ETFs Investment Options For The US Dollar include:
PowerShares DB USD Index (UDN): The Index is a rules-based index composed solely of short USDX futures contracts. The USDX futures contract is designed to replicate the performance of being short the US Dollar against the following currencies: Euro, Japanese Yen, British Pound, Canadian Dollar, Swedish Krona and Swiss Franc.
Expense Ratio: 0.40%
PowerShares DB USD Index Bullish (UUP): The Index is a rules-based index composed solely of long USDX futures contracts. The USDX futures contract is designed to replicate the performance of being long the US Dollar against the following currencies: Euro, Japanese Yen, British Pound, Canadian Dollar, Swedish Krona and Swiss Franc.
Expense Ratio: 0.50%
EUR: The euro weakened for a second day as concern that governments in the region will struggle to pay their debt increased before Ireland opens its books to European Union officials. Analysts at Capital Markets believe that the problems in Europe are starting to rear their ugly heads again, and some feel this could be just the tip of the iceberg for the euro. The euro fell 0.9 percent to $1.3905 in New York from $1.4032 on Nov. 5. It reached $1.4282 on Nov. 4, the highest since Jan. 20. It dropped as much as 1.2 percent versus Japan’s yen, matching the drop on Oct. 29, before trading at 112.85 yen, down 1 percent from 114.03 on Nov. 5.

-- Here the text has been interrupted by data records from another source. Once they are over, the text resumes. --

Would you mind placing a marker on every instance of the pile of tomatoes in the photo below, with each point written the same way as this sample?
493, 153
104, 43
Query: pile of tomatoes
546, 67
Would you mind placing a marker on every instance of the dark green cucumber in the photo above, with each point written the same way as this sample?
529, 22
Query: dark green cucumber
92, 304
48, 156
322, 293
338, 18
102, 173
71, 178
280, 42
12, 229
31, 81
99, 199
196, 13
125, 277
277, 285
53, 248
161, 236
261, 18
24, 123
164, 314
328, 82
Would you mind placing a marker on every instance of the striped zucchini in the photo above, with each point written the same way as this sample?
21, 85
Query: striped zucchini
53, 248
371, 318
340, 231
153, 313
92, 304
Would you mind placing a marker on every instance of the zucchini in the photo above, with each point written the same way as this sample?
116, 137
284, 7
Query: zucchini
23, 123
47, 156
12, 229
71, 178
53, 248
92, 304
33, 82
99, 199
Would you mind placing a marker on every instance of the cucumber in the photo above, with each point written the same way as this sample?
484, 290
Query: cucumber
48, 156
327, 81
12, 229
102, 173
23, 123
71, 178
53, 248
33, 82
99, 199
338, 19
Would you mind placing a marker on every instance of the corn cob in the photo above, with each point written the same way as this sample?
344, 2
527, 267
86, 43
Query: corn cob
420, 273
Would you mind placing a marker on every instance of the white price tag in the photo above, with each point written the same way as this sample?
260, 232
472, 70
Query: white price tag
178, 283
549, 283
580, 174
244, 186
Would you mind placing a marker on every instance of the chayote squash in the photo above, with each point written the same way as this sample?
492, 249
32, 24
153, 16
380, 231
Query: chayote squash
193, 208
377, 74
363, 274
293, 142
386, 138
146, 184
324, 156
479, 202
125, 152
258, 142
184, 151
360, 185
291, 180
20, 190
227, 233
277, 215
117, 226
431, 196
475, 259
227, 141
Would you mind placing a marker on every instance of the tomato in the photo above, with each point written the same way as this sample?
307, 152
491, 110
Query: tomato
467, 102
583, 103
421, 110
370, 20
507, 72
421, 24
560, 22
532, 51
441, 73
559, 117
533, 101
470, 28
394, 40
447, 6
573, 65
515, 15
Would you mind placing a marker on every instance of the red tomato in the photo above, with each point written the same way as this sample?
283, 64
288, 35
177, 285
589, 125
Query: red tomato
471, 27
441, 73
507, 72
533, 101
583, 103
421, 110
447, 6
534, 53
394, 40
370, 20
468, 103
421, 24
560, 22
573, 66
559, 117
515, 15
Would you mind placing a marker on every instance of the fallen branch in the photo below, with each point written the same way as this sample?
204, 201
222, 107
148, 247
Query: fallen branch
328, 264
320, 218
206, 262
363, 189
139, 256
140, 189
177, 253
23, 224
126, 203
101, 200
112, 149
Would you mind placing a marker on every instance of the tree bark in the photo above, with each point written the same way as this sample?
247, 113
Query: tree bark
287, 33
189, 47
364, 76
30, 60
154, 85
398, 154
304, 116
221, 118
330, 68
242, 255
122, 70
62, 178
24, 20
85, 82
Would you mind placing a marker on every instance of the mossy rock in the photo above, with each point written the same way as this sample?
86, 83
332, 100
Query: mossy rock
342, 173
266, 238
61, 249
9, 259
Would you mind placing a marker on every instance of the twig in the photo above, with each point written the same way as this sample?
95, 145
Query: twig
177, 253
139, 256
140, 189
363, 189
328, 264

EUR Data: Economic sentiment in the Eurozone surprised analysts in October by rising while consumer sentiment was steady at its highest level since January 2008. Industrial orders beat expectations in August with robust gains of 5.3% m/m and 24.4% y/y. The upward spike was led by capital goods that are often a barometer for rising overall orders in the coming months.
Euro ETFs To Watch Out For:
Rydex CurrencyShares Euro Currency Trust (FXE): The EUR/USD exchange rate is a foreign exchange spot rate that measures the relative values of two currencies, the euro and the U.S. dollar.
FXE Tracks: Euro Index. Expense Ratio: 0.40%
Short Euro ETFs
ProShares UltraShort Euro (EUO): ProShares UltraShort Euro seeks daily investment results, before fees and expenses, that correspond to twice (200%) the inverse (opposite) of the daily performance of the U.S. Dollar price of the Euro.
EUO Tracks: Euro (-200%) Index. Expense Ratio: 0.95%
Market Vectors-Double Short Euro ETN (DRR): As the Index is two-times leveraged, for every 1% weakening of the euro relative to the U.S. dollar, the level of the Index will generally increase by 2%, while for every 1% strengthening of the euro relative to the U.S. dollar, the Index will generally decrease by 2%.
DRR Tracks: Double Short Euro Index. Expense Ratio: 0.65%
Long Euro ETFs
ProShares Ultra Euro (ULE): ProShares Ultra Euro seeks daily investment results, before fees and expenses, that correspond to twice (200%) the U.S. Dollar price of the Euro.
ULE Tracks: Euro (200%) Index. Expense Ratio: 0.95%
Market Vectors-Double Long Euro ETN (URR): As the Index is two-times leveraged, for every 1% strengthening of the euro relative to the U.S. dollar, the level of the Index will generally increase by 2%, while for every 1% weakening of the euro relative to the U.S. dollar, the Index will generally decrease by 2%.